After leaving Shortland Street, Murray appeared as the barman in the mixed media play Death of a Theatre Manager, as part of the 2001 TV2 International LAUGH! Festival. He then made his debut at Christchurch's Court Theatre in June 2001 playing a doctor in the Pulitzer Prize-winning one-act play W;t by Margaret Edson, alongside Helen Moulder, before appearing in the role of New Zealand Battle of Britain fighter ace Brian Carbury in The Face Maker, also at the Court. Later in 2001, he appeared as Peter in Roger Hall's play A Way of Life with the New Zealand Actors Company, touring various venues in the North Island including Hamilton, Tauranga, Rotorua, Auckland, Napier, Gisborne, New Plymouth and Wellington.

2002 saw Murray again appearing in The Face Maker, this time at the Circa in Wellington. In 2003 he played Pushy in Strata and the following year appeared in the New Zealand premiere of Gagarin Way by Scottish playwright Gregory Burke, both at BATS in Wellington. Also in 2004 he was back in Dunedin, acting in The Pied Piper at the Fortune and Don't Tell at the University of Otago, before returning to BATS to play Rudolf Hess in David Edgar's Albert Speer.

He took on the role of the title character Antonio in Centrepoint's 2005 production of The Merchant of Venice. Later that year he played Dimitri Tsafendas in Antony Sher's 2003 play I.D. at BATS, and subsequently won Actor of the Year for the role at the 2005 Chapman Tripp Theatre Awards.

In 2006 Murray appeared as Alex in the premiere season of Ken Duncum's play Picture Perfect. At the 2006 Chapman Tripp Theatre Awards he was awarded an accolade for outstanding performance for his role in Martin Crimp's The Country at Circa and also received a nomination for Actor of the Year for the same role.

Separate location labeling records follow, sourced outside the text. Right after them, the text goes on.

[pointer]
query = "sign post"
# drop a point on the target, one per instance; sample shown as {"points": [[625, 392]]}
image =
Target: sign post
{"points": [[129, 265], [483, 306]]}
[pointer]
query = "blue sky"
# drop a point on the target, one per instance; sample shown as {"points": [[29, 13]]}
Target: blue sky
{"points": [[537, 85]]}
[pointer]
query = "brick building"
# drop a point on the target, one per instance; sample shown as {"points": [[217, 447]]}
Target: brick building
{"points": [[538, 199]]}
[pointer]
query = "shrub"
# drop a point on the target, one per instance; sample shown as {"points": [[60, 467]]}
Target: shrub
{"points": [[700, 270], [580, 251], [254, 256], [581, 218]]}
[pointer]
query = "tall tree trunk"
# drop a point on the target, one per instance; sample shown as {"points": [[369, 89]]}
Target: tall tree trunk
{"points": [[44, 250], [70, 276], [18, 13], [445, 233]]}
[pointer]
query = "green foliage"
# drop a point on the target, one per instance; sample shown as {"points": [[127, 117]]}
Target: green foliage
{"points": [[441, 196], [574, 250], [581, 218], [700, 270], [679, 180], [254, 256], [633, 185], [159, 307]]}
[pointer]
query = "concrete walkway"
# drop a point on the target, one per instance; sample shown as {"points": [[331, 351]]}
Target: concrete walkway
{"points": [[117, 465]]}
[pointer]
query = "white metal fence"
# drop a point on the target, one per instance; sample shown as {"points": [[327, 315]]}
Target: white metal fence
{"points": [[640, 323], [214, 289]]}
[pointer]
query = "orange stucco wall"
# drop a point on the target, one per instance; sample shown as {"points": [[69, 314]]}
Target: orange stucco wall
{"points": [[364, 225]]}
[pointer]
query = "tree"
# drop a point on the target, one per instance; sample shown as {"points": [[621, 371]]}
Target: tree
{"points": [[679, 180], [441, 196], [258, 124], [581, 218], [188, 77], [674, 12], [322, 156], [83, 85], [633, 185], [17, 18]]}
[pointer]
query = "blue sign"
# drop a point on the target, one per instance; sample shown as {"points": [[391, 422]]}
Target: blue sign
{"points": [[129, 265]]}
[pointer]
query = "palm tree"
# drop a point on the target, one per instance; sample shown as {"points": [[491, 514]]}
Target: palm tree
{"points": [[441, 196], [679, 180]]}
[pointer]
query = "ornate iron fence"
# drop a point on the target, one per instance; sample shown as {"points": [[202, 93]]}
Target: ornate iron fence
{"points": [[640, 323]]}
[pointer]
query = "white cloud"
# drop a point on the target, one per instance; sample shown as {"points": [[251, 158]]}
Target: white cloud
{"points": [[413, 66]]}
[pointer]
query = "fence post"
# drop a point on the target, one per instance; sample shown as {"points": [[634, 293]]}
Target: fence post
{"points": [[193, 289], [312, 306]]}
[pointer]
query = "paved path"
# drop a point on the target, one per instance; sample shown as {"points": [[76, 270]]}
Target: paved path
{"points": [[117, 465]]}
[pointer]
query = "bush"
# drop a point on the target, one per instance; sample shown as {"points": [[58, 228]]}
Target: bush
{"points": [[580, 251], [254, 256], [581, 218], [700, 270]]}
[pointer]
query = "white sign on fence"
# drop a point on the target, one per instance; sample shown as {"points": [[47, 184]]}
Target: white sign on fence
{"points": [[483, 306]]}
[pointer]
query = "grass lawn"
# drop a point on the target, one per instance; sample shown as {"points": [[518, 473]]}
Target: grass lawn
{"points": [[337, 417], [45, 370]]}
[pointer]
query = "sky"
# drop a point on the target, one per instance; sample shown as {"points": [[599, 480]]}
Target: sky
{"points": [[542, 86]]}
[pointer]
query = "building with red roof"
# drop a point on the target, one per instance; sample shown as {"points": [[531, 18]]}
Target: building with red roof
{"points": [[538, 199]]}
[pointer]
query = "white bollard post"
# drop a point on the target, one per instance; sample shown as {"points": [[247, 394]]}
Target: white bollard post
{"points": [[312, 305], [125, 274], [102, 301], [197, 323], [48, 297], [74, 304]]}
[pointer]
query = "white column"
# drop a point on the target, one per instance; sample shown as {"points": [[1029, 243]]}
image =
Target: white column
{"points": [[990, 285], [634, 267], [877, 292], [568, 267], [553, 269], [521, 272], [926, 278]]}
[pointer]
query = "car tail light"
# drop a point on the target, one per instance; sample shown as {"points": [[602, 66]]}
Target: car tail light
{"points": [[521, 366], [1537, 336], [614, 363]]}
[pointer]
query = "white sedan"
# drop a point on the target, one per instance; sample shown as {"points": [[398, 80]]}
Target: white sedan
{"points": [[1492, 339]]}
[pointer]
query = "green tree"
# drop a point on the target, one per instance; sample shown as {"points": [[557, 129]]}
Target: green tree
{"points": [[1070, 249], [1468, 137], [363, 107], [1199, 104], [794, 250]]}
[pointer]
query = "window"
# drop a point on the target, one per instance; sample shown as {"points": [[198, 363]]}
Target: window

Murray returned for the 10th anniversary production of The Farm at Centrepoint in 2007, but this time took on the role of farmer Jim Greene. He then took the role of the Earl of Kent in the 2007 Fortune Theatre production of King Lear, which also played at Te Whaea Theatre in Wellington. In 2007 he appeared in an episode of the New Zealand television drama The Hothouse.

In 2008 he appeared as Ben Hecht in Ron Hutchinson's Moonlight and Magnolias and a horse in the Polly Teale/Shared Experience version of Jane Eyre, both at the Fortune, as well as in Peter Hawes' The Gods of Warm Beer at Centrepoint.